I then purchased a wet bag thinking I would use that as my liner in the pail but it works so well just hanging it on the door knob! I've tested it by leaving wet and soiled diapers in it for 3-4 days (usually I wash every 2 days) and the moisture never ever seeped through, the smell remained contained, and it's so easy to toss in the wash along with the diapers. Love my wet bag!! :happydance:

I think either method works just fine and everyone has their preferred way of doing things. For me it's the wet bag; gotta love all the storage methods for poopy diapers!!


----------



## henny

I have a nappy pail but I am thinking of getting a wetbag instead and it will take up less room and just put it the machine to wash with nappies, seems easier.


----------



## mandarhino

I started off with a pail but found I hated washing it out. We didn't have a laundry tub so I was trying to rinse it out in a small British kitchen sink (normally a lot smaller than Canadian ones). I switched to wetbags (you will probably need two unless you have a dryer) and am so happy I did.


----------



## jenstar

I personally like a nappy bucket. I don't know what $45ca is but it sounds dear for a bin with a lid! (You could get a bin with a lid in any number of places and cheaper than that.)

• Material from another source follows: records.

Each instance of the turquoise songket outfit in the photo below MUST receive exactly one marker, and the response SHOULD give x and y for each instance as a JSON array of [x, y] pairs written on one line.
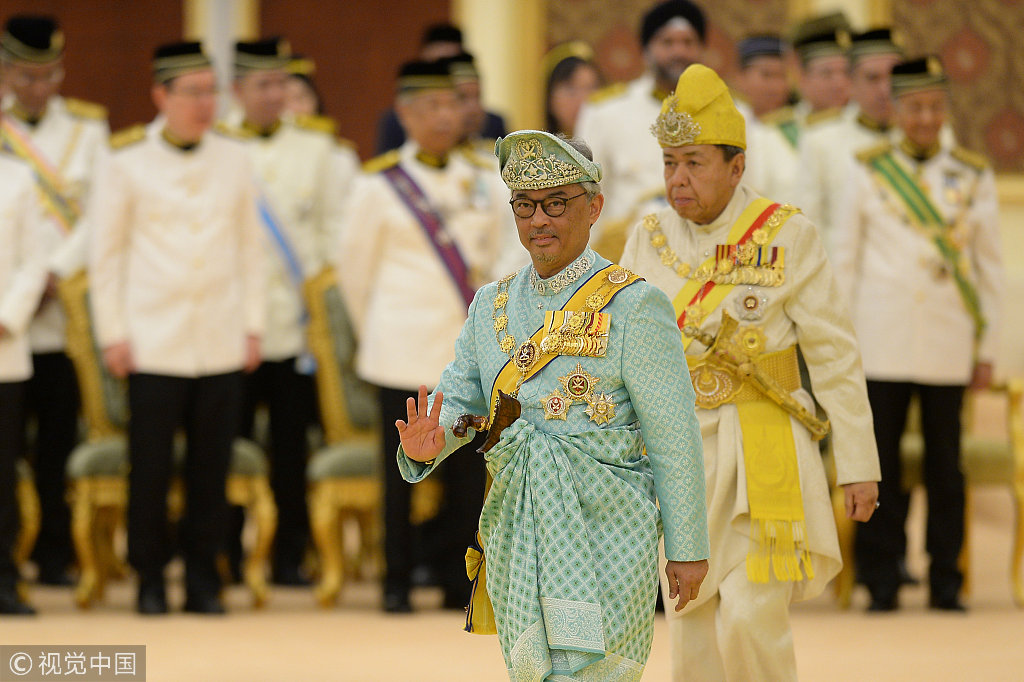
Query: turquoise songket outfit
[[605, 455]]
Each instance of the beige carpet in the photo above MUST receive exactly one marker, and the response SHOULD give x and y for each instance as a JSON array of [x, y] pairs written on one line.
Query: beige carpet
[[294, 640]]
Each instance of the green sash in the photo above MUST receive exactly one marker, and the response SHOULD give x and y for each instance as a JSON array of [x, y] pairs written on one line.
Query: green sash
[[923, 213]]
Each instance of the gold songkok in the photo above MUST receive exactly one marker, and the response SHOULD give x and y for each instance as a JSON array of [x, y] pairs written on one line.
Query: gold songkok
[[537, 160], [699, 112]]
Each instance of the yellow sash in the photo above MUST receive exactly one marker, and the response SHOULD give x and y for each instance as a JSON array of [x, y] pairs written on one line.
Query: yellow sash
[[740, 231], [592, 296], [778, 540]]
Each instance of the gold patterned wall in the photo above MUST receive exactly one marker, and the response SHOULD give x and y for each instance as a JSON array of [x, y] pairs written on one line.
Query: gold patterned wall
[[980, 43], [612, 27]]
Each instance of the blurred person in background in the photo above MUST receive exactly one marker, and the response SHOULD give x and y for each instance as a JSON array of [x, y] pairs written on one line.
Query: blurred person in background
[[571, 79]]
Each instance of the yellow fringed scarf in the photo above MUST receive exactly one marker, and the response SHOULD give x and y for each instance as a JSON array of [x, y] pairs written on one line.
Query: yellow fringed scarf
[[778, 534]]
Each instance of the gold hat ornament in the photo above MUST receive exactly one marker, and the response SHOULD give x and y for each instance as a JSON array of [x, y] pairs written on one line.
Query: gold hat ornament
[[699, 112], [538, 160]]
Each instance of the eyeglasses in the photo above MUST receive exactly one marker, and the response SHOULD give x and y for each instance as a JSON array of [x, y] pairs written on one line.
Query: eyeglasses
[[552, 206]]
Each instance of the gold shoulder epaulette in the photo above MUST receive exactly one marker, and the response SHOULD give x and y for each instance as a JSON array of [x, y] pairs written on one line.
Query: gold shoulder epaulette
[[778, 116], [85, 110], [815, 118], [123, 138], [871, 153], [976, 161], [607, 92], [322, 124], [383, 162]]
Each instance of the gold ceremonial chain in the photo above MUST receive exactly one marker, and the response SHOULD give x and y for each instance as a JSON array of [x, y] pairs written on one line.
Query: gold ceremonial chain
[[525, 355]]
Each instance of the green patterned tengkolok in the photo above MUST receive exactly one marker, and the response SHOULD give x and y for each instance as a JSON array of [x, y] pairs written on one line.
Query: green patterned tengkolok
[[536, 160]]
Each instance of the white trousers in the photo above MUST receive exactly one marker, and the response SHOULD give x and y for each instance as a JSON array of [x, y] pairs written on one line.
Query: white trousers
[[741, 634]]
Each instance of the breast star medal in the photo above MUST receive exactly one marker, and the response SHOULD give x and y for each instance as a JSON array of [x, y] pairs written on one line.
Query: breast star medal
[[601, 409], [555, 406], [579, 384]]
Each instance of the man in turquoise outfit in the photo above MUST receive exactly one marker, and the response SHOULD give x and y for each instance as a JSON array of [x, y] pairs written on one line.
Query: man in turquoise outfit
[[607, 450]]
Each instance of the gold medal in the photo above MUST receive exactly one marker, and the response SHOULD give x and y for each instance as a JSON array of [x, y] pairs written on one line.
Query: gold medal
[[601, 409], [555, 406], [579, 384]]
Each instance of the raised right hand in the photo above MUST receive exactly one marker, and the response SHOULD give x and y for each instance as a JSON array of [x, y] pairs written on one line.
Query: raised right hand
[[118, 359], [422, 436]]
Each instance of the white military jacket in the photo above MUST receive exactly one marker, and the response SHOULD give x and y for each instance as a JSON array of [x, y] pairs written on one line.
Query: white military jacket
[[72, 136], [617, 129], [825, 151], [406, 307], [302, 178], [23, 265], [176, 255], [907, 310], [805, 309]]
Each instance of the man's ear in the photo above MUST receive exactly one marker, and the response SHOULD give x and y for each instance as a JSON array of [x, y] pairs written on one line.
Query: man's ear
[[596, 204]]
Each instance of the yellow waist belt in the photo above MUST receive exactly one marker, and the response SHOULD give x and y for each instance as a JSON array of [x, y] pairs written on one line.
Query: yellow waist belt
[[716, 383]]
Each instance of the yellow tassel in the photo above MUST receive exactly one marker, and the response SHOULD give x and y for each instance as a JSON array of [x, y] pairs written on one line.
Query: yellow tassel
[[479, 613]]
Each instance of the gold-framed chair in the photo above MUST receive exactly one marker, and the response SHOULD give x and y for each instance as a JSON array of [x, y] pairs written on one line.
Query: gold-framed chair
[[986, 459], [97, 469], [344, 476]]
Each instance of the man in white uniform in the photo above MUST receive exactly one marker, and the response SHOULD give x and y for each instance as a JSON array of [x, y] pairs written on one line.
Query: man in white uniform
[[614, 122], [61, 140], [300, 207], [918, 254], [772, 132], [176, 269], [750, 283], [428, 211], [23, 276], [827, 148]]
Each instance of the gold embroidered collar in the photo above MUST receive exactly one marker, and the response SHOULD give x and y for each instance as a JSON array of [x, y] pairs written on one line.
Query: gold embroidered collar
[[176, 141], [872, 125]]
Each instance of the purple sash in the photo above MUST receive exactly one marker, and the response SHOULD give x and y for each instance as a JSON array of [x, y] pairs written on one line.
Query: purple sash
[[445, 247]]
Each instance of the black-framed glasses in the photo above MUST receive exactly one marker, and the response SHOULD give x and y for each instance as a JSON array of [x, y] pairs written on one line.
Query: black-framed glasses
[[552, 206]]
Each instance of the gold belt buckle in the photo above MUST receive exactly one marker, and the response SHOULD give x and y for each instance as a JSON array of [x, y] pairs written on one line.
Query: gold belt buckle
[[714, 385]]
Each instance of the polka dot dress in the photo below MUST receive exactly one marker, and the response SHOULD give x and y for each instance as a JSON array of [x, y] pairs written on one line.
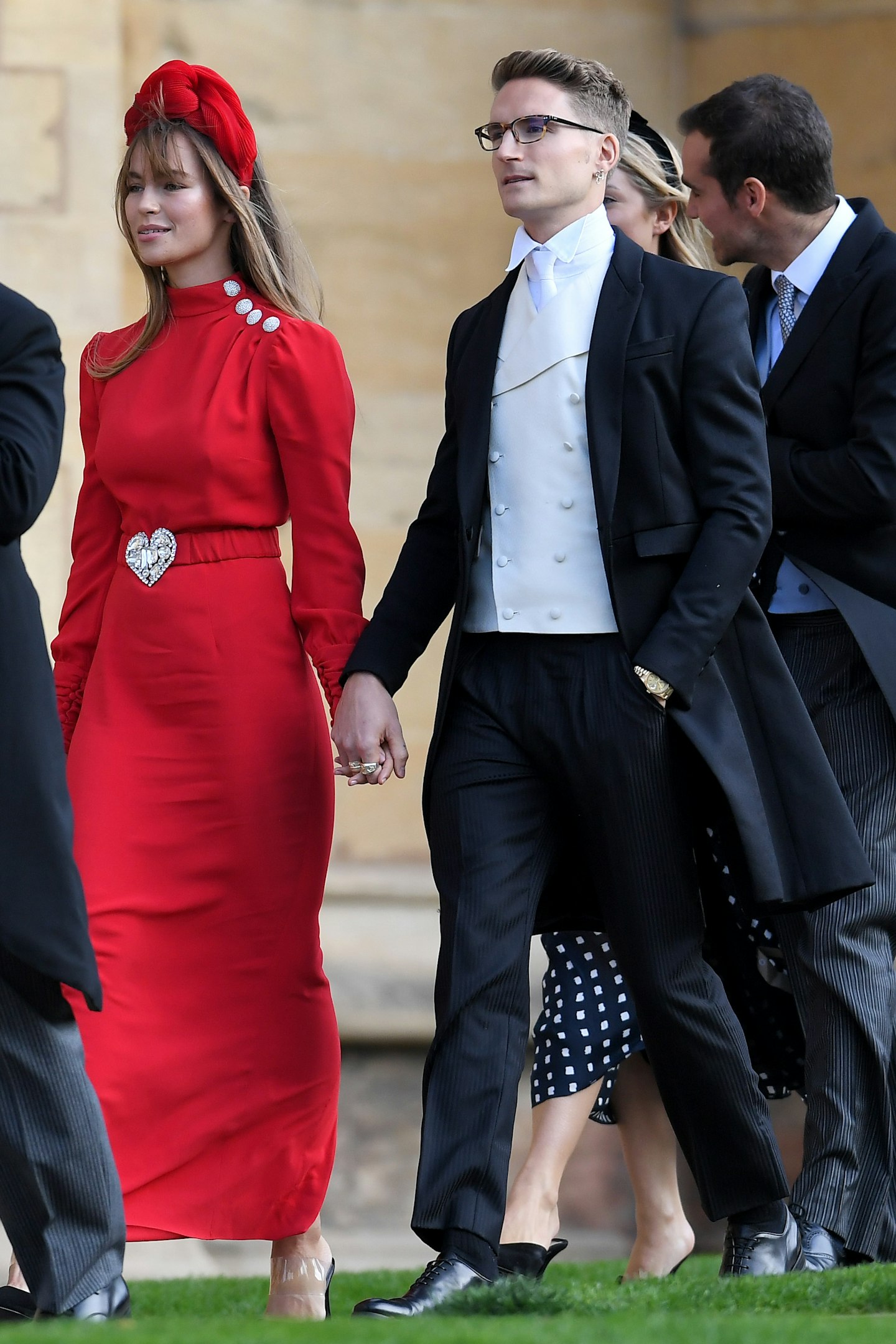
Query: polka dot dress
[[589, 1025]]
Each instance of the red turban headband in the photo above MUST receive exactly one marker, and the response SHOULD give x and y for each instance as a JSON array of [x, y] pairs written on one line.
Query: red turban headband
[[206, 103]]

I like the first hanging wet bag you linked, but my problem would be where would I hang it? With 2 days worth of wet nappies in it, surely it is heavy? And it would have to be somewhere high up, as the bag is quite long.


----------



## lynnikins

i have a pail/bucket i got it from a homewares kinda store cost me all of £4.25 and it works fine, it is a bit of a pita cleaning it but i just clean it out over the bathtub using the shower head lol. i dont have anywhere i could hang a wetbag as the kitchen door has the fridge behind it and all the doorhandles upstairs are too low


----------



## Rachel_C

I'd just get a big bucket or box with a tight fitting lid if you can't get a cheap nappy pail. That bucket looks like overkill, you shouldn't need an odour control system! I have two big nappy pails and they were about £8 each and I have mesh liners that were about £2 each. That would be for home. Then I have a couple of wetbags for when we're out - one that holds 6-8 and one that just holds 1 nappy. If you only bought a wetbag, you would probably need 2 as it will need washing and drying with the nappies so you'll need somewhere for dirty nappies while that happens.


----------



## wantababybump

Thanks everyone :) I didn't read your comments until after I went shopping lol but we went with a large wet bag (the planetwise one with the zipper and handles) I just couldn't bring myself to buy the pail lol plus we live in an apartment right now so it's small and wet bag will hang on the bathroom door as that's where we have to rinse off the diapers so it will just be easier and take up less space :) we have a smaller planetwise wet bag with the pocket in front for dry dipes for while out and about :)

Thanks again!! Xx


----------



## fluffpuffin

If you find it doesn't work well for you then yo can still buy a cheapie bucked with a lid. they're so cheap anyway.


----------



## wantababybump

Ya that's what hubby said to me too...we'll see how we like it for now :)


----------



## punk_pig

I have a cheap lidded bucket to soak liners, inserts and poopy clothes and a wet bag for the nappy outers that can't be soaked. I tried not soaking but found clothing was getting stained if left for a day.


----------